It’s closing in on 4am and I find myself sat in the lounge at my parents’ house if not quite wide awake then certainly not sound asleep. Since I finally gave in to my night’s chronic lack of slumber just over an hour ago, I’ve been wondering to myself whether this point marks a new low in my struggle as it has been.
It’s extraordinarily tempting to call it that, but putting tiredness and busy-headedness to one side, if I try to clear up the picture a little bit I suppose it’s hard to suggest right now that I’m worse off than I was when I was admitted to Oxford back in June.
Certainly, chest-wise, I’m not doing as badly as I was then. Yes, I’m still finding every day a struggle and breathlessness is increasingly a problem throughout the day, rather than being something which tended to isolate itself to certain times or periods which could be identified and focused on. And yes, every night is seemingly harder than more recent times to gather myself and settle down to sleep – the effort of undressing, of washing both myself and my equipment, of simply sitting in bed reading is considerably more noticeable than it was a week or more ago.
On the other hand, I’m not spiking the temperatures I was spiking in June, nor am I confined as I was then to my bed, fighting for breath even at rest and needing the highest flows of oxygen I could muster with my various concentrators to see me to the bathroom and back. I am, on the whole, physically better off than I was back in June, although it is tempting to be blinded to it by the storm of exhaustion that has settled in to my quiet little dwelling.
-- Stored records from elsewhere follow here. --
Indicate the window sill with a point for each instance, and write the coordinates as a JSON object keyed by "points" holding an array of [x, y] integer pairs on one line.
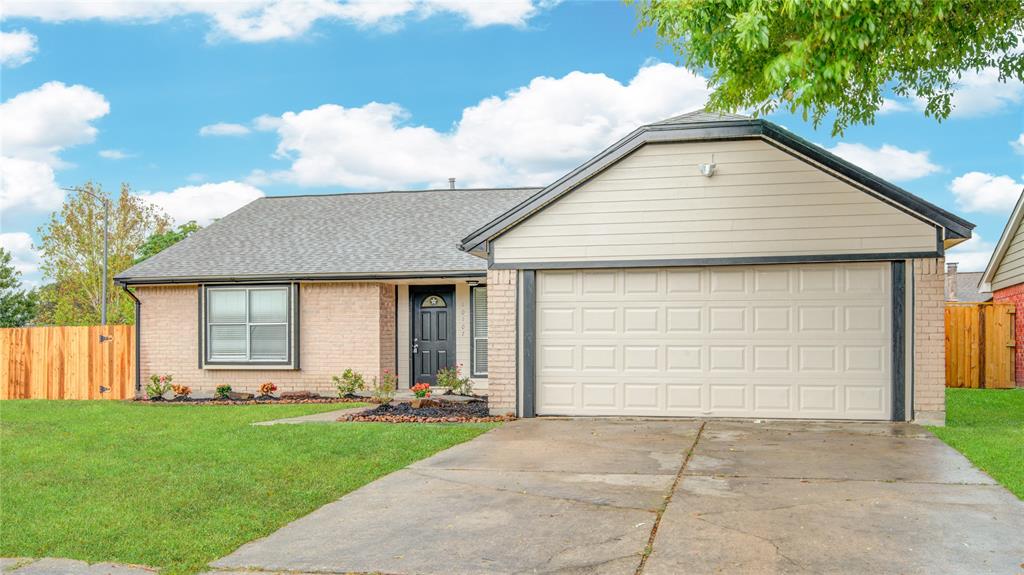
{"points": [[250, 366]]}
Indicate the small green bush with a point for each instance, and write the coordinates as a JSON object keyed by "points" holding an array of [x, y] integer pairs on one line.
{"points": [[349, 383], [452, 379]]}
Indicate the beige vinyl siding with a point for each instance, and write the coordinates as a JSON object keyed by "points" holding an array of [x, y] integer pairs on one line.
{"points": [[761, 202], [1011, 270]]}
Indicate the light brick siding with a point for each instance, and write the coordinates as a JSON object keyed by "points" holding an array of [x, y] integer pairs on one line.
{"points": [[929, 341], [502, 341], [342, 325], [1015, 295]]}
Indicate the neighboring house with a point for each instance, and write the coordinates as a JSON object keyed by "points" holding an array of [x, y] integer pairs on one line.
{"points": [[963, 286], [701, 266], [1005, 278]]}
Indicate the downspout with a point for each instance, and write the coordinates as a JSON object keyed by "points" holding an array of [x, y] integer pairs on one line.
{"points": [[138, 338]]}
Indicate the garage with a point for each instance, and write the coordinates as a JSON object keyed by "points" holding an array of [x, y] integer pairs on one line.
{"points": [[810, 341]]}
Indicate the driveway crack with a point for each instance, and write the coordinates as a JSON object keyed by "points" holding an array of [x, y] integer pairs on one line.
{"points": [[668, 499]]}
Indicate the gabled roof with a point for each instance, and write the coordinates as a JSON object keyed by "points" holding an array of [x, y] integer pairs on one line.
{"points": [[381, 234], [706, 126], [1000, 249]]}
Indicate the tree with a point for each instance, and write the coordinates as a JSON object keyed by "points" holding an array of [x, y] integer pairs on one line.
{"points": [[838, 55], [17, 306], [159, 241], [72, 253]]}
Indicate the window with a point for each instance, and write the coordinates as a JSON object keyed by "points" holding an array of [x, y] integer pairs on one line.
{"points": [[479, 336], [248, 324]]}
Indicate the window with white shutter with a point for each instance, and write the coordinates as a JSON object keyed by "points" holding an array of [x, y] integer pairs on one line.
{"points": [[479, 297]]}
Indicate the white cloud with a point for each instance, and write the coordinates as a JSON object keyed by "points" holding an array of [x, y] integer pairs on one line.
{"points": [[24, 257], [972, 255], [38, 124], [16, 47], [530, 135], [1018, 144], [977, 191], [115, 155], [982, 93], [203, 203], [35, 127], [260, 20], [223, 129], [888, 162], [28, 185]]}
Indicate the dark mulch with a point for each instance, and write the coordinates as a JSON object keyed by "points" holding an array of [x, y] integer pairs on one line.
{"points": [[255, 401], [442, 411]]}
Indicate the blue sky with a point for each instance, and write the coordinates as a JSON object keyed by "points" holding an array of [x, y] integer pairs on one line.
{"points": [[318, 97]]}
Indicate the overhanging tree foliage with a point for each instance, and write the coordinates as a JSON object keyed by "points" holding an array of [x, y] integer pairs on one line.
{"points": [[72, 253], [818, 56], [17, 306]]}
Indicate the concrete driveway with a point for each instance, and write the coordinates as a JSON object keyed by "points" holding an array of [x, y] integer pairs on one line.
{"points": [[581, 496]]}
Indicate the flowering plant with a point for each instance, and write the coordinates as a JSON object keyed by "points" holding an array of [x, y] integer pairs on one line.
{"points": [[158, 386]]}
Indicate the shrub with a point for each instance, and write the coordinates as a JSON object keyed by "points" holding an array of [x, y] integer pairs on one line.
{"points": [[159, 386], [452, 379], [383, 390], [349, 383]]}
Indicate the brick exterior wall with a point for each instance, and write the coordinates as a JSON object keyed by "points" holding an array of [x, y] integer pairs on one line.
{"points": [[929, 342], [502, 336], [1015, 295], [341, 325]]}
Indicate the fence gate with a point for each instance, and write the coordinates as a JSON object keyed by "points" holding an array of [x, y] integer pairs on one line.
{"points": [[68, 362], [980, 345]]}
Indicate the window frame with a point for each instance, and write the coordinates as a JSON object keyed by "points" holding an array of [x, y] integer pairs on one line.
{"points": [[290, 326], [472, 333]]}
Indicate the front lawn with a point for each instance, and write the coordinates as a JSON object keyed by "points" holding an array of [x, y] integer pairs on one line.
{"points": [[987, 426], [178, 486]]}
I can only surmise, then, that if I am physically better off than I was in June then in order to be feeling quite as badly as I do about things at the moment, then my head is very far from in the right place. There is a line of which people often speak between living and existing – an invisible, intangible and yet undeniable line over which the simple matter of getting through the day becomes the be-all and end-all of one’s ambitions. I am not entirely sure I have reached such a line yet, but for the first time in a long while it has become more to me than a mark on a road map which I may be approaching. Rather, it is now a hazy, not-so-distant shimmer which presents itself as being not as far away as one would like or hope it to be.
At the end of last week, K and I made the executive decision to take ourselves back to Chez Parental in order to afford K more time to study for her college finals in a 2 weeks’ time and prepare for her uni interview without having to look after me and without me having to worry about whether she was spending too much time on me and not enough on herself (something at which I am incredibly bad at – I spend most of my life worrying that she’s worrying too much, which is a vicious circle in itself).
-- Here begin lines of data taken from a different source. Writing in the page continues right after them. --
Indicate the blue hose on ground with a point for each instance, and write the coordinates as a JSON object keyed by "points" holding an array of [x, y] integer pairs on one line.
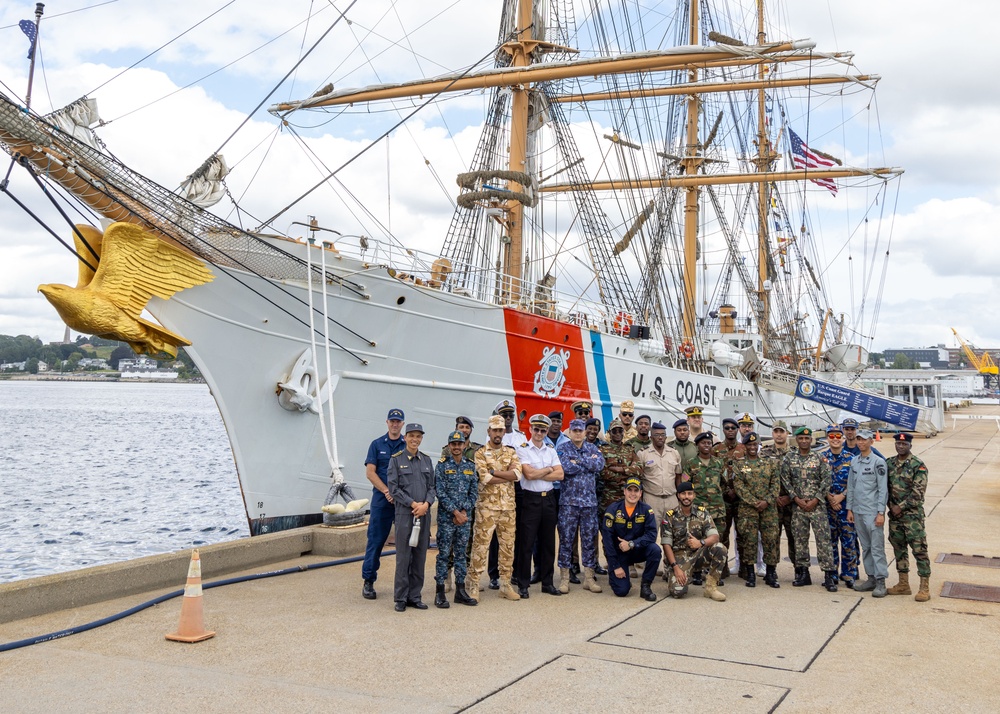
{"points": [[168, 596]]}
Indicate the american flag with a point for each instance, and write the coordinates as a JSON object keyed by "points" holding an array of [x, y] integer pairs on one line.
{"points": [[805, 158], [28, 28]]}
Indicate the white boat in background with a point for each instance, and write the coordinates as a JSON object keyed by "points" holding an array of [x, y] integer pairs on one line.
{"points": [[565, 274]]}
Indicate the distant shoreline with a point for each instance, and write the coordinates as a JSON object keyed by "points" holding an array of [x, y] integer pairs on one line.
{"points": [[84, 377]]}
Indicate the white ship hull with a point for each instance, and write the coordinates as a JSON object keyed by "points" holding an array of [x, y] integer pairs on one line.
{"points": [[436, 355]]}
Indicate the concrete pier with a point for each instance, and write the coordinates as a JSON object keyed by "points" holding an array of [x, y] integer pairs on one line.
{"points": [[309, 642]]}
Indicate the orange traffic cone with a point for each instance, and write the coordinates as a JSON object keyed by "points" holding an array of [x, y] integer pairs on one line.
{"points": [[192, 624]]}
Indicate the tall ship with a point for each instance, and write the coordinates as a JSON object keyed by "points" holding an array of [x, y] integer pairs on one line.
{"points": [[635, 222]]}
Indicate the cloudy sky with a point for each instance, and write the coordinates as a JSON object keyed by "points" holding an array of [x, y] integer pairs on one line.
{"points": [[937, 108]]}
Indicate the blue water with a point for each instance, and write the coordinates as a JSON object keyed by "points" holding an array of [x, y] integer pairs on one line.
{"points": [[95, 473]]}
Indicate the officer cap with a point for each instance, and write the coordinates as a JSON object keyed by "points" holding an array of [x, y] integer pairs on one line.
{"points": [[505, 406]]}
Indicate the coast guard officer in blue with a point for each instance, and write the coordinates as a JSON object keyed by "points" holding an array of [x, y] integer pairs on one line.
{"points": [[629, 529], [383, 512]]}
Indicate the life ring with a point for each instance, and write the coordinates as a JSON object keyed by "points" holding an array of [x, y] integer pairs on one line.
{"points": [[622, 323]]}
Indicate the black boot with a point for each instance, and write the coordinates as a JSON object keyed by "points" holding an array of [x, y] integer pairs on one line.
{"points": [[771, 578], [462, 597], [439, 599], [800, 577]]}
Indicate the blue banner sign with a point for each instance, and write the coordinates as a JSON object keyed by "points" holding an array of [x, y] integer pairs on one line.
{"points": [[870, 405]]}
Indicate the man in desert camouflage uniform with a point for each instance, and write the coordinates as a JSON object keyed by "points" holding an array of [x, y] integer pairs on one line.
{"points": [[907, 485], [756, 483], [777, 450], [691, 543], [498, 469]]}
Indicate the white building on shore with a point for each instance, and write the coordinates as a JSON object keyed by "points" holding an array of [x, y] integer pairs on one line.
{"points": [[144, 368]]}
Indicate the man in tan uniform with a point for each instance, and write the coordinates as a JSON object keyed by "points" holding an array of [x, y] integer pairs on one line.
{"points": [[498, 469]]}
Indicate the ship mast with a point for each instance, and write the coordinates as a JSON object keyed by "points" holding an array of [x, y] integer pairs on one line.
{"points": [[691, 162], [765, 158], [520, 57]]}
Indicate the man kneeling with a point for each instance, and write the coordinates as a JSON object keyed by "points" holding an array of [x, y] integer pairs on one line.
{"points": [[629, 530], [691, 542]]}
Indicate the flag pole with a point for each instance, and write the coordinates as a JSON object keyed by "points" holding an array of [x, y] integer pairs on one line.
{"points": [[39, 9]]}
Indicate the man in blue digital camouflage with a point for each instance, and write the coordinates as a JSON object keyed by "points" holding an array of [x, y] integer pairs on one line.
{"points": [[457, 490], [629, 529], [843, 537]]}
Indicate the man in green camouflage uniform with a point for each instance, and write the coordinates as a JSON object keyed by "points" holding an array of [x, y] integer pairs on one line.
{"points": [[806, 477], [708, 477], [777, 450], [907, 485], [756, 483], [620, 464], [690, 543]]}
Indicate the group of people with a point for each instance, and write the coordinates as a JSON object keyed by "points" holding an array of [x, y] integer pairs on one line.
{"points": [[669, 506]]}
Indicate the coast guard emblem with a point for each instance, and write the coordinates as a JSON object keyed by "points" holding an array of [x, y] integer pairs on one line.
{"points": [[549, 379]]}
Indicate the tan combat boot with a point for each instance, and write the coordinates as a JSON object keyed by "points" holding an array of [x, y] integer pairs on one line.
{"points": [[507, 591], [564, 580], [590, 581], [712, 589], [902, 587]]}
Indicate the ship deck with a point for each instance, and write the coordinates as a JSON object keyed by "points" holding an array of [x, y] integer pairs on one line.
{"points": [[309, 642]]}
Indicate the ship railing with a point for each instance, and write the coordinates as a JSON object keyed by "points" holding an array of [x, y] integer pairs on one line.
{"points": [[487, 284]]}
My mood, however, has not taken to the holiday particularly well. I have no idea if it is purely coincidental, or if coming home carries an air of admitting defeat or some other such nonsense, but since settling back in here I have been distinctly more negatively-focused and have noticed the difficulties over-and-above the advantages.
Interestingly, I don’t think it’s particularly anything about being home, but more a reflection of the general difficulties I’m struggling with physically at the moment. The biggest problem I’m facing is one of discomfort – I find it almost impossible now to be comfortable in any position at all.
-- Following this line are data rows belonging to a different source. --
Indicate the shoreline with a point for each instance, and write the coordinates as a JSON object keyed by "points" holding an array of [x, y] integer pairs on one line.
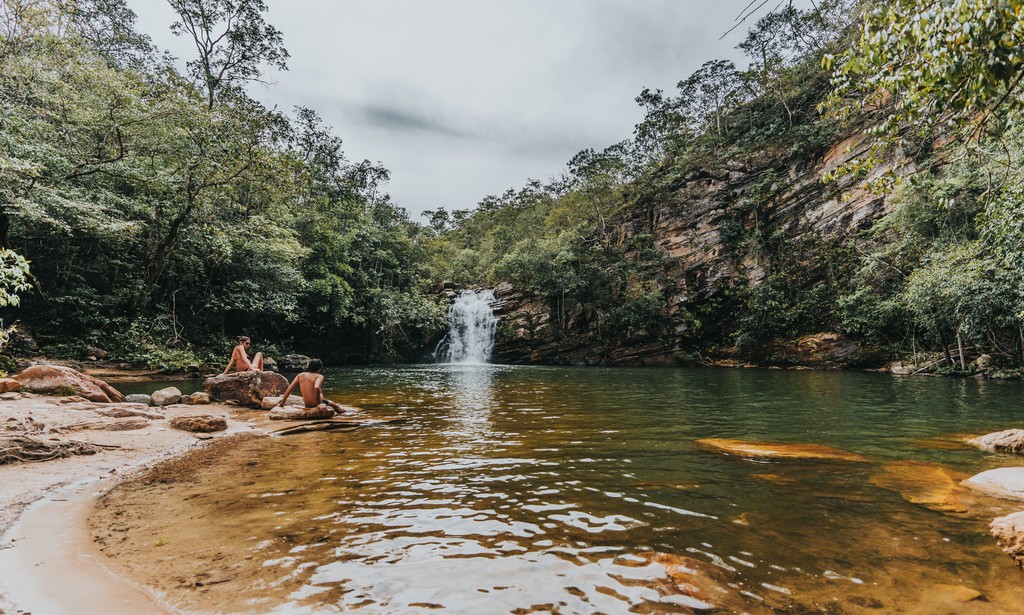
{"points": [[48, 560]]}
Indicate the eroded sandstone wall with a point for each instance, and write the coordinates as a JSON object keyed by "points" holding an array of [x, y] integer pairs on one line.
{"points": [[700, 224]]}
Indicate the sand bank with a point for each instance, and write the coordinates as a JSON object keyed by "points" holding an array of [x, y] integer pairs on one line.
{"points": [[48, 562]]}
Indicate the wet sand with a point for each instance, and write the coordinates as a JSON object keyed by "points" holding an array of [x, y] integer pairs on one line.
{"points": [[49, 558], [48, 561]]}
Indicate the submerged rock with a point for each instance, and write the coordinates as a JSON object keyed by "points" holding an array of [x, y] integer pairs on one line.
{"points": [[166, 396], [778, 449], [139, 398], [246, 388], [199, 423], [958, 594], [1011, 440], [269, 402], [1009, 532], [57, 379], [1001, 482], [932, 486], [321, 411], [294, 362]]}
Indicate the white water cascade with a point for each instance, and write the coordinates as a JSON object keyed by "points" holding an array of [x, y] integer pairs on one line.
{"points": [[471, 330]]}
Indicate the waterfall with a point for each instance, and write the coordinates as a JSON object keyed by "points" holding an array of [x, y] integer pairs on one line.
{"points": [[471, 330]]}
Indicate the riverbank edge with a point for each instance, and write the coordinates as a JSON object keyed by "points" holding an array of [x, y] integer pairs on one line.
{"points": [[79, 481]]}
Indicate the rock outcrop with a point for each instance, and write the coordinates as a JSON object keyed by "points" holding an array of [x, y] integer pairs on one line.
{"points": [[269, 402], [246, 388], [321, 411], [781, 450], [707, 224], [166, 396], [199, 398], [929, 485], [60, 380], [1011, 440], [1007, 483], [1009, 532], [294, 362], [199, 424]]}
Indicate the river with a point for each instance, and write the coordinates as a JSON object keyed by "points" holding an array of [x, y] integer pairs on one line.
{"points": [[582, 490]]}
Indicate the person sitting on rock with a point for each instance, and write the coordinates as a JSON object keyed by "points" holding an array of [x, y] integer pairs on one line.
{"points": [[310, 383], [240, 360]]}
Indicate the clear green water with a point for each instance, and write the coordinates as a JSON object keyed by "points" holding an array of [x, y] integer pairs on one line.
{"points": [[543, 488]]}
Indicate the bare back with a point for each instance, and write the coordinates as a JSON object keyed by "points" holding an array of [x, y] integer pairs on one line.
{"points": [[311, 386]]}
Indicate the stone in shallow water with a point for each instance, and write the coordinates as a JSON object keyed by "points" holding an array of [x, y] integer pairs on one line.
{"points": [[322, 411], [1011, 440], [166, 396], [932, 486], [781, 450], [961, 594], [1009, 532], [1001, 482]]}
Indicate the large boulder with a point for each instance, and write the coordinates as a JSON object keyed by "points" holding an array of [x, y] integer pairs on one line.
{"points": [[294, 362], [246, 388], [199, 424], [1009, 532], [166, 396], [1001, 482], [57, 379], [1011, 440]]}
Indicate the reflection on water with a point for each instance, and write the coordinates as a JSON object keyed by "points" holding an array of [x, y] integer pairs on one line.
{"points": [[581, 490], [469, 424]]}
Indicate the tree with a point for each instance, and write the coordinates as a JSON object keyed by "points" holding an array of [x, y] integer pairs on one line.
{"points": [[231, 40], [705, 94], [949, 69]]}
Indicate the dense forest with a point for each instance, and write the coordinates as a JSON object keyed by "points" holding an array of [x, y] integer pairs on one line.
{"points": [[162, 211]]}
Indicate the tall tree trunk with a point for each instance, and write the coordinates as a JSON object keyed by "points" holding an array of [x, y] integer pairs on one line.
{"points": [[945, 349]]}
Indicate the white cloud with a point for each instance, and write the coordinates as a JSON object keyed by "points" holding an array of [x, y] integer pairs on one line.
{"points": [[464, 98]]}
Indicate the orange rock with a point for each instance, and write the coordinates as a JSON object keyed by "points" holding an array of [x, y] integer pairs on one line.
{"points": [[960, 594], [51, 379], [779, 449], [932, 486]]}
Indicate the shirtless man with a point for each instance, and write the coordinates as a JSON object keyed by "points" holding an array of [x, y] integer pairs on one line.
{"points": [[310, 383], [241, 360]]}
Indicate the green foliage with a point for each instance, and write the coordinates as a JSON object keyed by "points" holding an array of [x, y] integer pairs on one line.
{"points": [[800, 293], [178, 205], [940, 68]]}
Lying down is fine enough, but only if I am truly horizontal, which makes doing anything at all nigh-on impossible. From there, there is lying propped up, which stresses my lower back and neck, there is sitting up, as on a sofa, which stresses my neck to the point of causing headaches and my upper back and shoulders causing breathlessness. Sitting bolt-upright in a well-supported armchair is about right, but if the back of the chair is not vertical – like the study chair at home – my neck once again takes the strain if it is not supported or rested back.
When sleeping is a problem, it can at least be countered with good periods of solid rest during the day. But when solid rest is completely unachievable – when it is impossible simply to crash out on the sofa and watch mind-numbing TV or brain-absorbing DVDs – lack of sleep becomes just as debilitating as a lack of breath.
When all of these factors are totted up and combined with headaches, odd, unidentifiable but frequently worrying chest pains, cramps and stomach aches on top of it, life becomes a roller-coaster of moment-to-moment misery through which you ache to enjoy that odd glimpse of sunlight glinting through the clouds.
That’s not to say I haven’t enjoyed glimpses of golden rays in the last week, nor that the world is entirely shrouded in blackness, but compared to the fights and struggles I’ve had before, this one certainly feels like it’s ramping things up a notch.
I’m not entirely sure what the point of all the above is/will prove to be, other than a manner of half-an-hour’s distraction in the early hours of the morning and an outlet for all the mixed up frustrations which are mixing themselves up in the pressure-cooking wash-bowl of my head. The dregs of an active, lively mind are swilling around up there somewhere, drained of colour and vibrancy by the hour of night and relentless, restless energy.
If nothing else, I suspect this will go to show in the weeks to come the extent of any improvement on my part. I can only hope that it marks the nadir of my fortunes and that things are all-the-way upwards from here. If not, this is going to be a pretty hard place to visit.